Today is July 4. What does that mean to you?
I was issued with a bet that not many people in the audience would remember anything but the U.S. Independence Day. In the spirit of independence I was hoping that at least a few persons would pause to recall that it is the 119th anniversary of the birth of a founding father of the nation – Norman Washington Manley at Roxborough in Manchester.
What does that have to do with PATH you might ask. After all the program is only 10 years old, and ‘daddy Manley’ himself died as far back as 1969.
Well, the very reason for social safety net programs is about unequal development. It is about often entrenched habits that lead to injudicious deployment of resources – whether personal, family or at the level of the state.
At the surface – it seems to be about economics, but it is more profoundly about philosophy – a way of thinking, a way of being.
Trade imbalance is often about looking for satisfaction and solutions outside of one’s capabilities in the same way that two families with limited means can live very different lives because their choices are at variance with each other based on self perception and discipline.
No doubt a pattern of obsession with foreign goods and services helps to drive financial problems, while more often than not we have the solutions inside of us. It was your own Bob Marley that famously said:
“Open your eyes, look within. Are you satisfied with the life you're living?”
This becomes even more poignant when you family has very little means, because then if the answer is ‘no’, it becomes even more of a conundrum to find a satisfying solution.
In fact there are no easy answers, but they are very much present. Our beneficiaries under the PATH program continuously prove that a fulfilling successful life does not depend upon external solution as much as on internal resolve.

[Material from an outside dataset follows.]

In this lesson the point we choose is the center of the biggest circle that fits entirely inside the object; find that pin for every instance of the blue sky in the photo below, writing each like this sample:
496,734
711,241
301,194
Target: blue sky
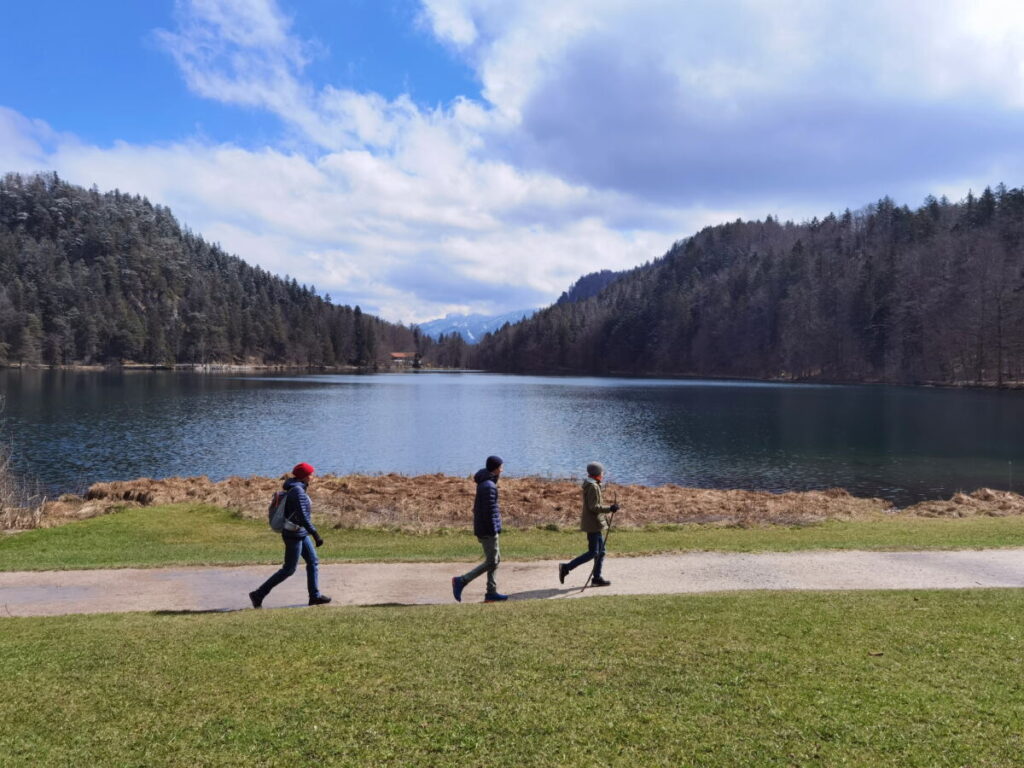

We all agree that the funds provided under PATH are inadequate to deliver substantial change in a socially difficult situation. That is why we see it as a partnership of equals that can eventually beat a PATH from subsistent survival to prosperity.

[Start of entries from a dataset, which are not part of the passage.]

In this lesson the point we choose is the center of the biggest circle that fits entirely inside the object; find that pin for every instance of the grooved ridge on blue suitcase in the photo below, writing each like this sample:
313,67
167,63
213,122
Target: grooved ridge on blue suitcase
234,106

Since the GOJ (with World Bank funding) began the implementation of a reformed social safety net system for the country just over a decade ago, YOU the beneficiaries have in turn demonstrated the power of resilient, self-sufficient mind-sets. That is the Spirit of PATH.

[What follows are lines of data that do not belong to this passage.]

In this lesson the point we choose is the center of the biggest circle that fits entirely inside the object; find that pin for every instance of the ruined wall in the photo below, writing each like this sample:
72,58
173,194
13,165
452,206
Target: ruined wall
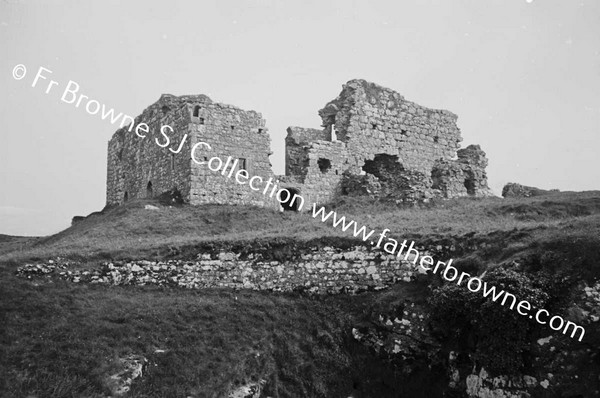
410,150
326,271
138,167
375,120
314,167
231,132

The Spirit of PATH is to make a ‘muckle’ from a ‘mickle’ and merge many ‘muckles’ into the magic of excellence. The kind of tremendous enterprise we honor today as we gather to salute the Top Achievers at both the primary and secondary levels (GSAT and CSEC respectively).
Partnership is another spark which fuels the fire and Spirit of PATH. As we know in the traditional home grown Jamaican folk wisdom – ‘One hand can’t clap’. In this regard I am also quite pleased that we have been able to partner with positive purveyors of not health and education. These are the pillars not just of PATH but of sustainable personal development. The Top School and Top Health Centre therefore deserve our respect and unswerving support. They literally define the interface between funders and clients and so in a real way help to shape the quality of client experience. In social development this must be about respect, so we salute you.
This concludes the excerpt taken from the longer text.